Proving that $\{ (-2)^n : n \in \mathbb{N} \}$ is unbounded How do I go about proving that the set $A=\{ (-2)^n : n \in \mathbb{N} \}$ is unbounded?
I started by showing (using induction) that if $n$ is even then $(-2)^n=2^n$, and since $\mathbb{N}$ is unbounded in $\mathbb{R}$ oubviously $A$ is unbounded. Am I in the right direction? Is it enought to say that for every $n \in \mathbb{N}$ there exist $k \in \mathbb{N}$ such that $(-2)^n=2^n \lt 2^k=(-2)^k$?
If I'm write then showing that $A$ is unbounded from beloew is almot similar.
Any thoughts? Thanks!
 A: The argument in your first sentence is correct. But you need to justify the statement "obviously $A$ is unbounded". Why is this so? Well, of course, because $A$ contains all even powers of $2$ and the set of all even powers of 2 is unbounded from above.
So,
what  you need to show is  that: 

given any positive integer $n$, there is an even positive integer $k$
  so that $2^{ k}\ge n$.

The above claim  would follow from a more general statement: 

given any positive integer $n$, the inequality $2^n\ge n$ holds.

You can prove this statement by induction.

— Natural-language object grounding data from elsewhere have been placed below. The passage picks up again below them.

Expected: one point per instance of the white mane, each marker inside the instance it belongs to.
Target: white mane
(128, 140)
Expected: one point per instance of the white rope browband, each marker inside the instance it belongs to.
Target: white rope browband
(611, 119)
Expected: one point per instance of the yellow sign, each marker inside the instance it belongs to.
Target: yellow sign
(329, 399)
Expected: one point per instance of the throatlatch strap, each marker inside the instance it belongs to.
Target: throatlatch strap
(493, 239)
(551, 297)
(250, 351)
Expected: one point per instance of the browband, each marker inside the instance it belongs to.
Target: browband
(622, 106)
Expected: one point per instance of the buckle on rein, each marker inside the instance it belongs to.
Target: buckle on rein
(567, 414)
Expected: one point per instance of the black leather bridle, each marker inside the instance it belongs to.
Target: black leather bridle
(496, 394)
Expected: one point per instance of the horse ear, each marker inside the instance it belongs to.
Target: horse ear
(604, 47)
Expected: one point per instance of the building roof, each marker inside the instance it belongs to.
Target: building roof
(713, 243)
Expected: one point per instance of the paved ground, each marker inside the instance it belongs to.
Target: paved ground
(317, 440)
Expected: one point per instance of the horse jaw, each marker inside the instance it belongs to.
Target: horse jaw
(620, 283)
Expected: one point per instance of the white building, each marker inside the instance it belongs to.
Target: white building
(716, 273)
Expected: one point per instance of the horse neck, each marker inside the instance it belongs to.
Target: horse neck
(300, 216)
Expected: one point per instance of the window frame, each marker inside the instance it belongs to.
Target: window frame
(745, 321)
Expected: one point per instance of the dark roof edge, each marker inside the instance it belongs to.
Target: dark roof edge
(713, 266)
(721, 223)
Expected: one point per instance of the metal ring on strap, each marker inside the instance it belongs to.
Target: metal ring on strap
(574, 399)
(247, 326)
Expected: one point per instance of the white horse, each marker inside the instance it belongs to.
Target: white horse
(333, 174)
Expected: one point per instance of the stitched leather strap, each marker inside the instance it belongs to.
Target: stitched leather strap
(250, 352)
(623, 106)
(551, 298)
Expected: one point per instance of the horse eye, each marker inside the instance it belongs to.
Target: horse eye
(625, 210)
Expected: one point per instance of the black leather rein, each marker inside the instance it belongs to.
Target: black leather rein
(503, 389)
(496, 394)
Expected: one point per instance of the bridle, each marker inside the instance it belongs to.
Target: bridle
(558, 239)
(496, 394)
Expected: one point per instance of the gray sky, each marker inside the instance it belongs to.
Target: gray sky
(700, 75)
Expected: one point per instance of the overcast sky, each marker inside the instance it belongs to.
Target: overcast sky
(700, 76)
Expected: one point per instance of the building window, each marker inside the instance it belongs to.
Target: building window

So, I would start of by proving the Lemma: $2^n\ge n$ for any positive integer $n$.
Then to show $A$ is unbounded, argue as follows:  
Let $n$ be a positive integer. 
If $n$ is even, then  $2^n=(-2)^n$ is in $A$ and from the lemma we have  $(-2)^n=2^n\ge n$.
If $n$ is odd, we have $2^{n+1}=(-2)^{n+1}$ is in $A$ and, again from the lemma,  $(-2)^{n+1}=2^{n+1}\ge n+1>n$.
So in either case, we have an element in $A$ greater than or equal to $n$.  Since $n$ was an arbitrary positive integer, it follows that $A$ is not bounded from above.

Note that, to show that your $A$ is not bounded, you need only show that $A$ is not bounded from above (or show that it is not bounded from below). Of course, if you were required to show that $A$ is unbounded in  both directions, you'd use a similar argument to show that $A$ is not bounded from below.